The faithfulness of God in fulfilling these prophecies is seen both as judgment on evil and as merciful love, bringing forgiveness. For Jesus, salvation and God’s mercy were the focus; his warnings of judgment were to enable people to repent and receive God’s mercy in the grace of forgiveness. Jesus suffered obediently the judgment of death for sin, which is common to all, but in his rising from the dead, God’s mercy comes in the Holy Spirit, with forgiveness for all who repent and believe in him and are baptised (see Acts 2:38).
Paul says the Spirit given to us is the Spirit of adoption who enables us to cry ‘Abba! Father’; ‘we are joint heirs with Christ – if, in fact, we suffer with him so that we may be glorified with him’ (Romans 8:16,17). And, ‘If the Spirit of him who raised Jesus from the dead dwells in you, he who raised Christ from the dead will give life to your mortal bodies also through his Spirit that dwells in you’ (Romans 11:5). The newness of life in the Spirit is experienced in faith, which is the assurance of things hoped for (Hebrews 11:1). The Spirit comforts us and enables us to endure even to the point of death. The Spirit arouses in us a personal love of the God who enters our life as Saviour, and unites us in love with the brethren of Christ, especially the ones in need, enabling even the forgiveness of our enemy. The expected conduct to be aimed at by a Christian is found concentrated in the Sermon the Mount (Matthew 5-7) and in Paul – especially in Romans 12, where he describes this newness of life in practical terms; and, of course, in his famous analysis of the sacrificial love that imitates the love of Christ (1 Corinthians 13).
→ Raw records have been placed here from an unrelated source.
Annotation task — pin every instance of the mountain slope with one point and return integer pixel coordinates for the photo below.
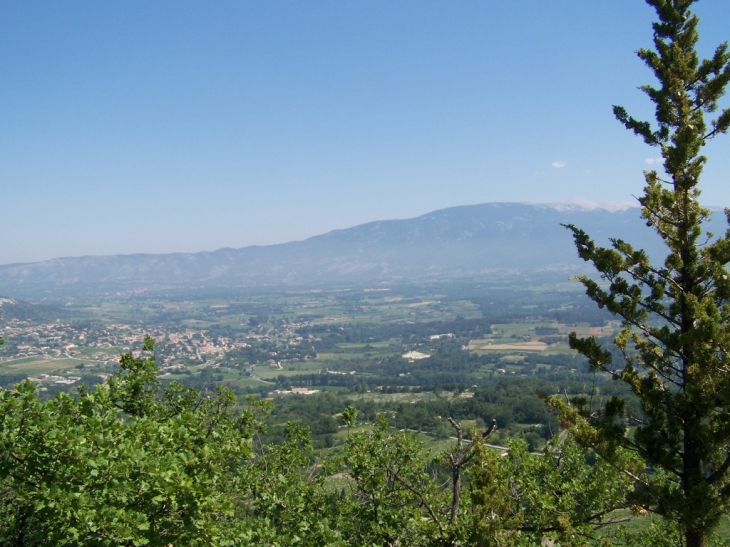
(475, 240)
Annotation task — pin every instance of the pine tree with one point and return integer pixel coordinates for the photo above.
(675, 336)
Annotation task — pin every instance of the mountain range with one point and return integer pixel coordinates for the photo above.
(473, 241)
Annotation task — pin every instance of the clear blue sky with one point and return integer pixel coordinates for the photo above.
(182, 126)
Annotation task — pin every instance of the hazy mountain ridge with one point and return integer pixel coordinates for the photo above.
(461, 241)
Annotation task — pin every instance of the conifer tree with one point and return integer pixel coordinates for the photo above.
(675, 336)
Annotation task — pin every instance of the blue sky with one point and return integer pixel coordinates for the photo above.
(185, 126)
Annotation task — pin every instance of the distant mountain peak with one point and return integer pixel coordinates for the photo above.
(580, 204)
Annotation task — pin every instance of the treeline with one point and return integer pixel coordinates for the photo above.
(130, 463)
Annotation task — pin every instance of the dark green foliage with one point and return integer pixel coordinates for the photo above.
(675, 339)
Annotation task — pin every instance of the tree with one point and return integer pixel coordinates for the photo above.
(123, 464)
(675, 338)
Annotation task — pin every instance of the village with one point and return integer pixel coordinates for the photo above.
(99, 346)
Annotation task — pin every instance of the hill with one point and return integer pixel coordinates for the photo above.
(488, 240)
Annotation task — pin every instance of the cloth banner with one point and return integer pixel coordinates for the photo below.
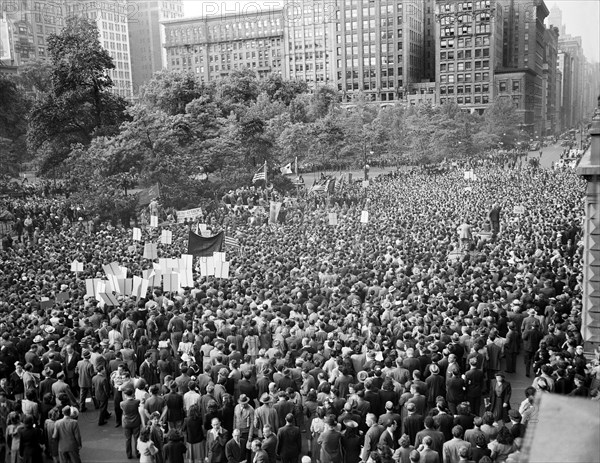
(205, 246)
(274, 211)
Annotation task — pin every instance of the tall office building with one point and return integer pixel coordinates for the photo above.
(555, 19)
(549, 82)
(309, 34)
(565, 64)
(111, 18)
(213, 46)
(31, 23)
(28, 26)
(429, 42)
(571, 47)
(145, 42)
(523, 59)
(469, 49)
(379, 48)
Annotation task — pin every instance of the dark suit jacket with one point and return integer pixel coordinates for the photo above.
(269, 445)
(102, 389)
(330, 441)
(387, 439)
(429, 456)
(131, 414)
(289, 442)
(215, 446)
(235, 452)
(260, 457)
(411, 425)
(70, 366)
(66, 432)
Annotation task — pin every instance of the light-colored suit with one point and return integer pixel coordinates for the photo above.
(67, 434)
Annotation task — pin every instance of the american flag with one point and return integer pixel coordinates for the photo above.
(261, 174)
(232, 242)
(321, 187)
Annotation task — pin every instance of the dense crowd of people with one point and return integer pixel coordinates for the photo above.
(390, 339)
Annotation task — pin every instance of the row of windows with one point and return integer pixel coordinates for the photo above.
(483, 99)
(461, 89)
(465, 66)
(465, 42)
(475, 77)
(464, 6)
(465, 54)
(466, 30)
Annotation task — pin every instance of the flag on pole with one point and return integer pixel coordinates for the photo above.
(147, 195)
(232, 242)
(261, 174)
(204, 247)
(287, 169)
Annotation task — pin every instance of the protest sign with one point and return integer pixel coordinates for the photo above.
(166, 237)
(76, 266)
(150, 251)
(190, 215)
(137, 234)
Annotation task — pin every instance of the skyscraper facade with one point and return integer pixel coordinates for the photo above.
(111, 18)
(379, 48)
(145, 41)
(469, 49)
(214, 46)
(309, 33)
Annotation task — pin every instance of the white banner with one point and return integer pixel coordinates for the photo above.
(190, 214)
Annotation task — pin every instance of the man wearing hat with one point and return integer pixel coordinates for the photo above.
(511, 347)
(532, 337)
(289, 441)
(265, 414)
(243, 417)
(85, 373)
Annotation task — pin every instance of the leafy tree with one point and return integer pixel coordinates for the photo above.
(36, 77)
(282, 90)
(172, 91)
(501, 119)
(79, 105)
(13, 125)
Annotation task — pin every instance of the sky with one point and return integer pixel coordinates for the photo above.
(581, 17)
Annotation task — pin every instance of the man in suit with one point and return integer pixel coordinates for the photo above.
(72, 358)
(60, 387)
(437, 437)
(427, 454)
(131, 421)
(269, 443)
(216, 440)
(388, 436)
(289, 441)
(235, 449)
(474, 379)
(330, 441)
(85, 373)
(68, 436)
(371, 437)
(413, 423)
(259, 455)
(451, 450)
(102, 392)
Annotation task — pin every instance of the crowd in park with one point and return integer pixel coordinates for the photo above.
(378, 323)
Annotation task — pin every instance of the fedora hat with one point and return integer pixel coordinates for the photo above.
(266, 398)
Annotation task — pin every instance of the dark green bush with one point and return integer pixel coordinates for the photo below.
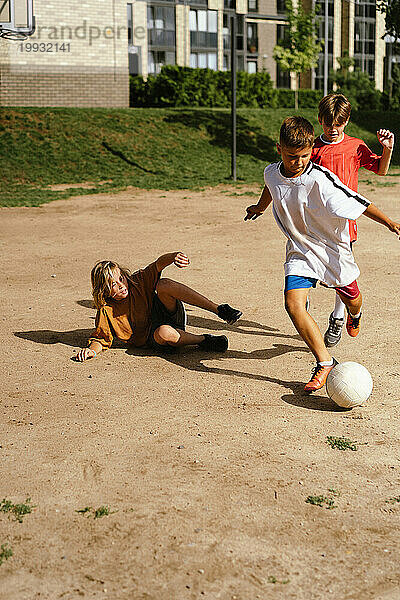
(307, 98)
(183, 86)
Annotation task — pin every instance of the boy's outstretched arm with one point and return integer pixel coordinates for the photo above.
(374, 213)
(179, 259)
(386, 138)
(255, 210)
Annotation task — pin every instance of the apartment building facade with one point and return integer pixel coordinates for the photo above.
(83, 55)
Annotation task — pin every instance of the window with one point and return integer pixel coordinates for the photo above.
(157, 59)
(161, 37)
(320, 68)
(252, 6)
(203, 60)
(282, 77)
(203, 28)
(280, 7)
(129, 15)
(364, 36)
(161, 26)
(252, 38)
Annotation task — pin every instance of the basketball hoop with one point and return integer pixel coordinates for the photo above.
(16, 19)
(9, 34)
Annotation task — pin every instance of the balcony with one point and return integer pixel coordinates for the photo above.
(203, 39)
(161, 37)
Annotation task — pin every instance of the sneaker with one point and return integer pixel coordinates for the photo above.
(318, 377)
(229, 314)
(214, 343)
(353, 325)
(334, 332)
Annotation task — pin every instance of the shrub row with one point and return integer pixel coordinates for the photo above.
(183, 86)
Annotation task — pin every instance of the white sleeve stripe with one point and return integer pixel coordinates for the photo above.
(345, 190)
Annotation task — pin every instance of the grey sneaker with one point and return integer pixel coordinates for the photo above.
(334, 332)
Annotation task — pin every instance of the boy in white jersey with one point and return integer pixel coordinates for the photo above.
(311, 206)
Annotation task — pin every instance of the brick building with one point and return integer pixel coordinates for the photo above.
(78, 56)
(83, 51)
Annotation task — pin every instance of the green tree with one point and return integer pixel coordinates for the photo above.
(298, 51)
(356, 85)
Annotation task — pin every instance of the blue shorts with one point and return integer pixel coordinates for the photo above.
(295, 282)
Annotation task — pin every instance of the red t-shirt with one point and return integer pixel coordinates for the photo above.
(345, 158)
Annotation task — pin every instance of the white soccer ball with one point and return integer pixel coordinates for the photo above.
(349, 384)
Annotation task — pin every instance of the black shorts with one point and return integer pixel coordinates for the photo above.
(161, 316)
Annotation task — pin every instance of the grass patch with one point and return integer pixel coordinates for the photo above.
(395, 500)
(341, 443)
(5, 553)
(96, 513)
(19, 511)
(149, 148)
(324, 501)
(272, 579)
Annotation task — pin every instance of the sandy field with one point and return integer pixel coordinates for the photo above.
(202, 462)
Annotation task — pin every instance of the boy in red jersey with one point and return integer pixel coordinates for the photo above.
(344, 156)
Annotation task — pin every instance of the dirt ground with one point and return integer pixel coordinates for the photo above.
(204, 461)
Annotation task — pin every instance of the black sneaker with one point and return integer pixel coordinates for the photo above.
(229, 314)
(214, 343)
(334, 332)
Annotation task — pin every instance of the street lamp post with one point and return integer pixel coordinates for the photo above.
(233, 92)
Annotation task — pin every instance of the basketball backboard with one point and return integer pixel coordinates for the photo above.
(16, 19)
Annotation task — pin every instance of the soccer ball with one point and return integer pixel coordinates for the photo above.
(349, 384)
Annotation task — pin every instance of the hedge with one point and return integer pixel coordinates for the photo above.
(183, 86)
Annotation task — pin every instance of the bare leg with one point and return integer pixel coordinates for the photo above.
(166, 335)
(170, 291)
(340, 308)
(295, 304)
Faith in God’s faithfulness to each one of us, so that ‘all things work together for good for those who love God’ (Romans 8:28), can make us read the events of our own life also in terms of personal faithfulness, God’s and ours. Yet, it is He who takes the initiative and He who finishes the work in us and of His new creation – He is the Alpha and Omega (Revelation 1:8). Paul says that the word of faith he proclaims is on the Christian’s lips and in his heart, ‘because if you confess with your lips that Jesus is Lord and believe in your heart that God raised him from the dead, you will be saved’. (Romans 10:9). We have to keep asking ourselves whether we truly believe in, and so experience, the power of God’s mercy coming to us through Jesus Christ, our Lord and Saviour risen from the dead. Can we, for whom Jesus is not made visible, not doubt, but be blessed in believing?
Harry Elias SJ assists in the Hurtado Jesuit Centre in Wapping, East London.